神ゴブニュとしても、与えた代剣が壊されなかったことに安堵すればいいのか、それとも敵に振るわれることなく置物と化した己が作品に悲しめばいいのか、複雑な心境だろう。
「……謝りたいなぁ…」
ポツリ、と零した言葉は風に拐われ、誰の耳にも届くことは無いまま消えていった。
◆◆◆
そしてここにも一人、悩める乙女がいた。
(アイズさん、今日も元気なさそうだったな…)
山吹色の長髪に体全体を覆い隠す様でいて、女の子らしい服装のエルフがいた。何を隠そう、レフィーヤだ。
彼女は敬愛するアイズの暗い雰囲気に気付いたが、かける言葉が見当たらずに肩を落としていたのだ。
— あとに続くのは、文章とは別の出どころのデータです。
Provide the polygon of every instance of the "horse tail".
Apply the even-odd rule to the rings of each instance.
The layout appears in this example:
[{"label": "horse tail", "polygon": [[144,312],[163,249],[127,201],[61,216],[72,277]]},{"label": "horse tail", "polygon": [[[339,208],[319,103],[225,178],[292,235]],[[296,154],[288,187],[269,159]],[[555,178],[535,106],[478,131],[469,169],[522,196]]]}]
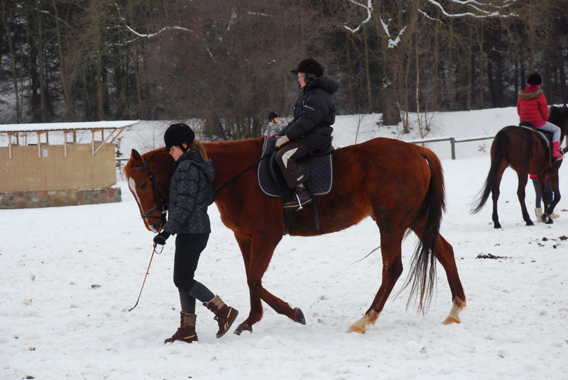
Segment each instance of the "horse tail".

「う〜…『アイズさんは悪くありませんよ』はとても言えませんし『気にしないでください』だとファミリアに迷惑がかかっているのに…って。なんて言えば……」
うんうんと唸りながら自室へ入る。
「お、お帰りなさいッス…」
「お帰り〜」
「あ、はい。ただいまです」
かけられた二つの言葉に軽く返答し、ベッドに腰掛ける。
さてどうしようかと悩ませると、ある事に気がついた。
(あれ?二つ……?)
ここは己ともう一人のルームメイトの二人部屋だった筈。客でも来ているのだろうか?話し方はラウルに似ていたが……。声の正体を見ようと顔を上げ―――
「って、あああぁぁぁぁぁぁーーーっっ!!」
「わ、何何レフィーヤ!?どうしたの!?」
そこには何故だかセイザ?をしているマンドリカルドの姿があった。
「あ、あ、あなた何で……!」
「ス、スイマセン。急にこの人「エルフィちゃんでーす」……エルフィさんが入ってきて…」
「レフィーヤの知り合いでしょ?」
彼女、エルフィ・コレットはレフィーヤのルームメイトにして、自称「誰とでも仲良くなれる美少女かつムードメーカーで火災魔法が得意な才媛」らしい。長い。
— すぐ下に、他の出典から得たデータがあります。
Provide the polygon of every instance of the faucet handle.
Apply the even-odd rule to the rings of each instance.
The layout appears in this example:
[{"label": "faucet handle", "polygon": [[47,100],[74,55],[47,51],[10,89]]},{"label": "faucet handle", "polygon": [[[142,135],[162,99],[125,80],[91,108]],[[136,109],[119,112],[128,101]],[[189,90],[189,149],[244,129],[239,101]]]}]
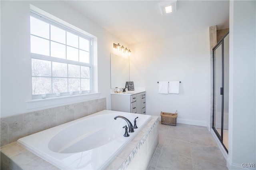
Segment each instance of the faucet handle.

そしてテーブルに並ぶ紅茶やお茶請けの後にレフィーヤは何となく察した。
(ル、ルームメイトが居るって言ってなかったぁーー!)
「その人は危険です!は、離れて下さい!」
「そうなの?」
くるりと振り返るエルフィ。
「いやいや!?危険だなんて……いや、まあ、危険っちゃ危険じゃあるが……。少なくとも危害を加える気なんて俺には無い!…ッス」
突きつけられた杖に両手を上げながら応える。それでもレフィーヤは親の敵でも見るかの様な瞳で睨んできたが、それをエルフィが静止する。
「まあまあ、落ち着きなよレフィーヤ」
「で、ですがあの人は粗暴で残虐な…!」
「んー。それはレフィーヤが見たの?」
「え?」
エルフィは続ける。曰く、顔を見合わせてちゃんと話したことはあるのか、と。そこまで嫌うにしてもちゃんと話した末なのか、と。ただ聞いただけの事に囚われ過ぎやしないか、と。
そう言われるとレフィーヤは押し黙るしかない。確かにそんな伝説はあるし、本人も認めていたが、今の彼はとてもそのような人物には見えない。なんなら本人が最初に恥じていた程だ。
「もし本当にそんな事があったとして、大切なのは今でしょ?」
ラウルさんだってお金チョロまかしてたし、と笑いながら語ると、いそいそと紅茶の準備を始める。
「「何を…?」」
言葉が被ったことに少しムッとしながらも、今はエルフィの行動だ。
どうやら今の問いは届かなかったようで、すっかり茶会の準備は整った。
「はいっ、ここでお茶でも飲んでお互いに話してみましょう!あ、私は暫く出かけてきますからお気になさらず」
そう言うと、止める暇も無いまま扉の先へと言ってしまう。
正に嵐の様な人物だった。お世辞にもコミュ力が高いとは言えない二人は扉へと腕を伸ばすが、力なく垂れ下がる。
((ど…どうしてこんな事に……))
二人の心境はシンクロしていた。やっぱり相性いいじゃないか。
ベル・クラネル
Lv.1
力:SS1013→SS1200(+97)
耐久:SS1164→SSS1451(+287)
器用:SS1114→SS1209(+95)
敏捷:SSS1238→SSS1462(+224)
魔力:C626→S912(+279)
《魔法》
【エレクト】
・付与魔法
・雷属性
《スキル》
【英雄憧憬】
・早熟する。
・憧れの続く限り効果持続
・憧れる英雄の数に応じて効果上昇
・その英雄への理解が深い程効果上昇
【英雄(偽)アルゴノーツ】
・能動的行動アクティブアクションに対するチャージ実行権
・[イアソン]に心の底から認められる事で進化
【求めし英雄の影】
・任意発動。対象を回復後、弱体化状態をランダムで1つ解除
・使用後、6分のインターバルが必要
・魔力を消費して発展アビリティ「精癒」「治癒」の一時取得。持続時間は一日。
ベル君の雷が青い理由?そんなもの魔術回路のバチバチがカッコいいのと私がジンオウガとラギアが好きだからに決まっているでしょう。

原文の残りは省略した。